Zum Punkt "Potentiellen Rehabilitationsbedarf identifizieren" findet sich die Weisung:

Die Integrationsfachkraft muss klären, in welchem Ausmaß die gesundheitlichen Einschränkungen sich auf die Leistungsfähigkeit und in der Folge auf die Eingliederung in Arbeit auswirken und ob Leistungen zur Teilhabe am Arbeitsleben notwendig sind."


Dafür können die Fachdienste wie z.B. der Ärztliche Dienst oder können die notwendigen Untersuchungen auch von anderem Dienstleistern wie z. B. den Gesundheitsämtern, Krankenkassen oder sozialpsychiatrischen Diensten durchgeführt werden.“


Aus der Betrachtung und Gegenüberstellung der Maßnahme IAS und den Fachlichen Hinweisen / Weisungen zur Berufliche Rehabilitation ergeben sich für uns folgende Fragen:

1. Sollen mit der Maßnahme IAS die originären Aufgaben der Integrationskräfte der Behörde und der Fachdienste auf ein privates Unternehmen übertragen werden? Wenn ja, warum?

2. Besteht trotz der Beauftragung eines privaten Maßnahmeträgers Rechtssicherheit für die Teilnehmer, bleibt ihr Rechtsanspruch auf Teilhabe am Arbeitsleben vollumfänglich gewahrt?

3. Ist die Qualifikation der Mitarbeiter der Softdoor GmbH für diese Tätigkeit hinreichend gesichert?
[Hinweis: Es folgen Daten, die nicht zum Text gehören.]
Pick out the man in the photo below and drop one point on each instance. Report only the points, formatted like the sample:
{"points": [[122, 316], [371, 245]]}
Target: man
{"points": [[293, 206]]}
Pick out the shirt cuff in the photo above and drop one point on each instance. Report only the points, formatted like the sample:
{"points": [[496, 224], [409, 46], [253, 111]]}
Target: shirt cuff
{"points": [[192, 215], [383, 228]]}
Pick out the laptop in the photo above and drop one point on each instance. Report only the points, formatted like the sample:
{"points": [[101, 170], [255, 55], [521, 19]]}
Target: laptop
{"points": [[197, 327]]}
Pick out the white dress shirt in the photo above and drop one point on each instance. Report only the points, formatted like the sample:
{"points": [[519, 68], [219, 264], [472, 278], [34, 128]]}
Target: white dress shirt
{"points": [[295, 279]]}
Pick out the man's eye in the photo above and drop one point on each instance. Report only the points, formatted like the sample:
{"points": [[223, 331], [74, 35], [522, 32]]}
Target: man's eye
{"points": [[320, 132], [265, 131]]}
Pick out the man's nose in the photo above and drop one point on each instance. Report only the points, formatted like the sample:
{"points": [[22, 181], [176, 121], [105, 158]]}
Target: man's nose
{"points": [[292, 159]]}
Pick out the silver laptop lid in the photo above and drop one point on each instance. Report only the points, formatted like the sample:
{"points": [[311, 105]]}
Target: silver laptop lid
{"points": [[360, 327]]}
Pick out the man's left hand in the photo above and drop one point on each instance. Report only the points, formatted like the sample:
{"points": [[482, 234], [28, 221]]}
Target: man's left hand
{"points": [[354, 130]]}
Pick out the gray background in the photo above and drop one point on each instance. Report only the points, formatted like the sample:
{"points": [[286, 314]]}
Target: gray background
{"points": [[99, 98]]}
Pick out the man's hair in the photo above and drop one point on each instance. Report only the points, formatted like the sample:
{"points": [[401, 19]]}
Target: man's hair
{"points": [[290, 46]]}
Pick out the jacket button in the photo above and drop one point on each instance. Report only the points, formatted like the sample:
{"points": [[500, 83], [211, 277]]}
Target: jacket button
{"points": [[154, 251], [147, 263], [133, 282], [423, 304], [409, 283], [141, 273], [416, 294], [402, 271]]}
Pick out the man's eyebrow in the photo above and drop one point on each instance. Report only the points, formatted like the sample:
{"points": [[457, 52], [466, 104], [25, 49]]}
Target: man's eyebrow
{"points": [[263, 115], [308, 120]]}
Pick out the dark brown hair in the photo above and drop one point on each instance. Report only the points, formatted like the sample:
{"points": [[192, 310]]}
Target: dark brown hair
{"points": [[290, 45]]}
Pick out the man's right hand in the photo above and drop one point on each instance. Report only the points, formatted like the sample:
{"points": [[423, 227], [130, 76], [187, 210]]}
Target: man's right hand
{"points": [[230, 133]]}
Wie wird dies gegenüber dem Jobcenter Kreis Warendorf nachgewiesen?

4. Wie ist der Schutz der besonders sensiblen Gesundheitsdaten der Maßnahmeteilnehmer gewährleistet? Greift der Sozialdatenschutz gem. SGB X auch vollumfänglich bei Übertragung der Aufgaben auf einen privaten Träger?